(Reuters) - Heavy rain and snow will begin to ease on Thursday in the U.S. West, where swollen rivers are expected to recede, forecasters said, after flooding that has forced thousands to evacuate in recent days.
A foot of snow (30 cm) and possible rain showers were expected during the day in parts of the region before tapering off by Friday, the National Weather Service said.
"The pattern will begin to change along the West Coast over the next couple days as the string of Pacific storm systems comes to and end and drier conditions prevail," it said.
A weather pattern meteorologists call an "atmospheric river" - a dense plume of moisture flowing from the tropical Pacific and into California and the West - has brought heavy snows and rains to the region over the last few weeks.

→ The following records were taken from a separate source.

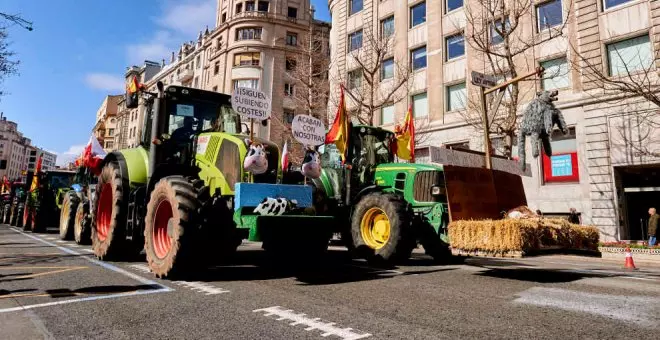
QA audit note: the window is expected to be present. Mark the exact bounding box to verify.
[234,79,259,89]
[603,0,632,9]
[236,27,261,40]
[348,0,362,15]
[445,33,465,60]
[287,7,298,19]
[348,69,362,90]
[412,92,429,118]
[380,58,394,80]
[541,127,580,183]
[541,57,571,90]
[234,52,261,66]
[410,46,426,70]
[607,35,653,76]
[490,18,511,45]
[445,0,463,13]
[348,30,362,52]
[283,109,296,124]
[286,57,298,71]
[536,0,564,32]
[410,2,426,27]
[380,15,394,38]
[286,32,298,46]
[380,105,394,125]
[284,84,293,97]
[447,83,467,112]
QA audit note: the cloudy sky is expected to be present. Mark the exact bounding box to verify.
[0,0,329,164]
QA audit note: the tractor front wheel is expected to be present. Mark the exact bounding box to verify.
[60,193,80,240]
[73,202,92,244]
[92,162,127,259]
[351,193,416,262]
[144,176,201,277]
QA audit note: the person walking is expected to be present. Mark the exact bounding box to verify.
[648,208,660,247]
[568,208,582,224]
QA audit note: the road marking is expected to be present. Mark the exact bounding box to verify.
[514,287,660,328]
[252,306,371,340]
[129,264,229,295]
[0,228,174,313]
[0,266,87,279]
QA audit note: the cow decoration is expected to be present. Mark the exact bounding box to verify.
[243,143,268,175]
[254,197,298,216]
[518,90,568,171]
[302,149,321,179]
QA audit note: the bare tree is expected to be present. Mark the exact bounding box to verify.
[337,25,412,125]
[571,39,660,158]
[455,0,572,157]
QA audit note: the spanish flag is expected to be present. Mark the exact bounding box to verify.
[394,105,415,163]
[325,86,349,163]
[30,155,44,192]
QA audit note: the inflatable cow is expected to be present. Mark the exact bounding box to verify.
[243,143,268,175]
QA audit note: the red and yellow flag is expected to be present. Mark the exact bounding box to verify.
[30,155,44,191]
[325,86,349,163]
[394,105,415,163]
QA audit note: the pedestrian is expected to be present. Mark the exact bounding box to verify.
[568,208,582,224]
[648,208,660,247]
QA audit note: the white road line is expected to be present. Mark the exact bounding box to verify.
[252,306,371,340]
[129,264,229,295]
[514,287,660,328]
[0,228,174,313]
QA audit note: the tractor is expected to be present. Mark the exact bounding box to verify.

The latest round of extreme precipitation forced thousands of residents in small North California communities to seek higher ground in recent days.
Residents in Wilton, a community of more than 5,000 people near California's state capital, were advised to evacuate their homes because of anticipated flooding along the Cosumnes River.
In wine-growing Sonoma County, north of San Francisco, authorities asked residents of 650 homes in Guerneville, California, to evacuate as the Russian River has flooded parts of the community of less than 5,000 people.
The river at Guerneville peaked at 37.8 feet early Wednesday evening, nearly 6 feet above flood stage, before it began to recede. It is expected to fall back below flood stage around noon local time on Thursday, the weather service said.
In Nevada, authorities on social media advised residents to remain vigilant to the threat of flooding after the Truckee River, which runs through Reno, overflowed its banks earlier this week.
To the north, schools in Portland, Oregon, remained closed on Thursday as the city of more than 600,000 digs out from a blizzard that delivered roughly a foot of snow.
About 6,700 customers of a local utility company remained without power early on Thursday in the Portland area after the storm knocked out electricity for more than 63,000 customers, the utility said.
Ski resorts and roads in the Sierra Nevada mountains also remained closed on Thursday after more than 10 feet of snow fell in parts of the area over the last week, according to the National Weather Service.